Notes on Pat Conroy's Birthday Celebration

It’s a long way from Southern California to Beaufort, South Carolina, but there was only one way to attend my favorite author’s 70th birthday celebration. In my mind, Pat Conroy is the king of American literary letters; his gift of lyrical language and sense of place is unparalleled, and I’d have rather flown across the country to meet him than anyone else in the world. Oh, I hemmed and hawed and weighed and measured to exhaustive degrees before I remembered life is short and I should grab onto its once in a lifetime opportunities with both fists. So I booked my passage and accommodation, bought my event tickets online, and attended what was billed as the University of South Carolina’s “Pat Conroy at 70” celebration. It was a three day celebration of Conroy’s work, beginning with the movie screening of “The Great Santini” followed by two days of panel discussions from writers touched and influenced by Conroy’s rarified way with language and prose, and ending with a birthday cake the shape of the shrimp boat “The Miss Lila,” featured in Conroy’s masterpiece, “The Prince of Tides.”

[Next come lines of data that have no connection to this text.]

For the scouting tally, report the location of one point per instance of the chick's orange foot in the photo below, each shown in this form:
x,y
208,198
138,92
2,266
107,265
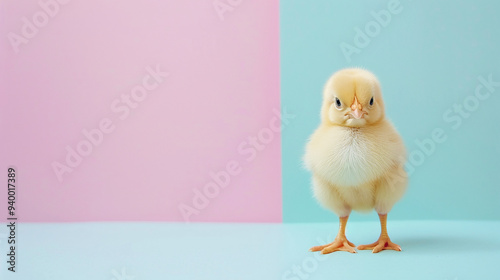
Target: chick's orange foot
x,y
339,244
383,243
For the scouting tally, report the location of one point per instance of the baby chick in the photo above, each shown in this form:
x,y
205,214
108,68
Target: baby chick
x,y
356,156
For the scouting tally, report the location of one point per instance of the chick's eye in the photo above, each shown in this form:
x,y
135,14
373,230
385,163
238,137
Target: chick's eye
x,y
338,103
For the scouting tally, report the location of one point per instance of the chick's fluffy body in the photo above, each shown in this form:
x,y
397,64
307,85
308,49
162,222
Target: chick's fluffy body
x,y
355,165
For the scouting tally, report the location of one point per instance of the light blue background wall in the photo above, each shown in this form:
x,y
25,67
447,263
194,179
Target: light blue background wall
x,y
427,58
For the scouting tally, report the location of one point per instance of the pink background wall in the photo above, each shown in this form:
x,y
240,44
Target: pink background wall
x,y
222,88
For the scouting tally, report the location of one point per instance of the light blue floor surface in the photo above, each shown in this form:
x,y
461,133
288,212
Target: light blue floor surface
x,y
147,251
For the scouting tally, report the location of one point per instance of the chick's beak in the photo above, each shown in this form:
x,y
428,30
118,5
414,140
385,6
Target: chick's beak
x,y
357,109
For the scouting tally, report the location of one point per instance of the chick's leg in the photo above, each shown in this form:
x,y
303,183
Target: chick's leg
x,y
383,242
339,244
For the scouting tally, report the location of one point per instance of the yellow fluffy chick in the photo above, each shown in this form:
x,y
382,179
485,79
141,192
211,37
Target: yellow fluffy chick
x,y
356,156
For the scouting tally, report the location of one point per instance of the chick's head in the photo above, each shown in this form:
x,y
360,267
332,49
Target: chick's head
x,y
352,97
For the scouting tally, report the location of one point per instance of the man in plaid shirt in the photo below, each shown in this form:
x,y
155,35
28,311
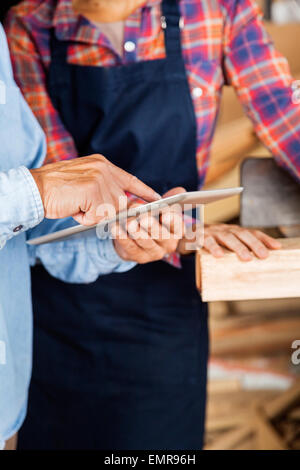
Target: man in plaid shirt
x,y
219,40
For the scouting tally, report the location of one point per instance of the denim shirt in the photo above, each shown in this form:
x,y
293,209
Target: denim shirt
x,y
22,146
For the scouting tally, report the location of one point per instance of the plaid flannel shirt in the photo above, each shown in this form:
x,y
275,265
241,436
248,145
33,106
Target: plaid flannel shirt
x,y
219,37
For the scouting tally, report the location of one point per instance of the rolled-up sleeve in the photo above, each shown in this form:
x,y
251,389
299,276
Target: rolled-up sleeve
x,y
264,85
20,203
81,259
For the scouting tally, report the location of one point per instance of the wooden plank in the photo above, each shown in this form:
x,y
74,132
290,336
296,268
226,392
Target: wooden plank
x,y
231,439
267,436
228,278
264,337
279,405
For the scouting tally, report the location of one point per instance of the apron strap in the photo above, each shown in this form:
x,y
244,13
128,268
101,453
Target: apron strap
x,y
171,23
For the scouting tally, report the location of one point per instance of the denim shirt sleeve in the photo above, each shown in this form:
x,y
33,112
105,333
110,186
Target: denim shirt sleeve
x,y
20,203
81,259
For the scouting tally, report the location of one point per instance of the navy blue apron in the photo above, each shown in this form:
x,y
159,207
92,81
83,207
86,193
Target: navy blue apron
x,y
121,363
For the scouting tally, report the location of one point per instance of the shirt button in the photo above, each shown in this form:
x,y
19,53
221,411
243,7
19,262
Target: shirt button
x,y
129,46
197,92
18,228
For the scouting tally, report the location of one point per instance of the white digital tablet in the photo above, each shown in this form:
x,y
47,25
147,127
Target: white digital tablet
x,y
193,198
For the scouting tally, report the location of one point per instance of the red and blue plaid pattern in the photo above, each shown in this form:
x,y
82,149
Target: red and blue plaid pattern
x,y
215,32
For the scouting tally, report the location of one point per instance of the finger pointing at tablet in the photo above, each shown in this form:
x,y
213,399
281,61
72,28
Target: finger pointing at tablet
x,y
78,187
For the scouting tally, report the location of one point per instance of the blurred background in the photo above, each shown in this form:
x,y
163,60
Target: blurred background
x,y
254,391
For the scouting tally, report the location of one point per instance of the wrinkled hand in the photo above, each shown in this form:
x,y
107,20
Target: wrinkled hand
x,y
148,239
246,243
79,187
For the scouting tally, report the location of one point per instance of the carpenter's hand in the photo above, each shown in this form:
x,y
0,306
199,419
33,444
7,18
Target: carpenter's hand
x,y
79,187
244,242
149,239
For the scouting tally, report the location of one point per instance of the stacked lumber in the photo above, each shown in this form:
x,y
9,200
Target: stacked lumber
x,y
263,420
253,393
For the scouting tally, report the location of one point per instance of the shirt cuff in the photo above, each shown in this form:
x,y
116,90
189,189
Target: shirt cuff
x,y
24,207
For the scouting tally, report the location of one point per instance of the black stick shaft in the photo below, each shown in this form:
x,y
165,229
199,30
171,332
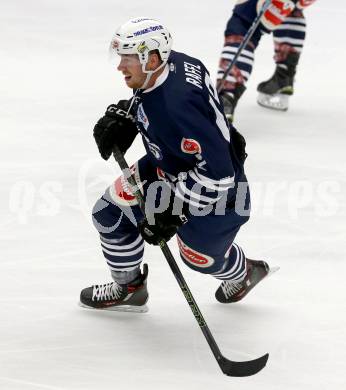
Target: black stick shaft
x,y
244,43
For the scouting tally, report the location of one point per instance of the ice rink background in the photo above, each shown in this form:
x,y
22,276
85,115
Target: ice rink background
x,y
55,82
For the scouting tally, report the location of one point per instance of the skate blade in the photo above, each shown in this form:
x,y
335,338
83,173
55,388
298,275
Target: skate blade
x,y
277,102
122,308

As a writer who hails from the South, I was in my element, yet hadn’t expected to feel this way. All around me were vibrant, chatty book lovers and Southern writers so lit with joy and enthusiasm at the thrill of simply being in this literary icon’s presence that it was like being in an ecstatic beehive with a jury of my peers. In this day and age of instant gratification and technological immediacy, book lovers are an esoteric lot, but you wouldn’t have thought this in the crowd assembled to celebrate Pat Conroy; it wouldn’t have crossed your mind that there was anything else going on in the world outside of the event, and if it had, it wouldn’t have mattered. Within the walls of the University of South Carolina Beaufort Center for the Arts, an overarching spirit of what I can only describe as pure love radiated from pillar to post, connecting each person one to the next in an inclusive, tribal embrace. And there in the midst sauntered Pat Conroy, humble, bemused, self-effacing, and accessible, comporting himself as if three hundred of his closest friends had gathered in his living room.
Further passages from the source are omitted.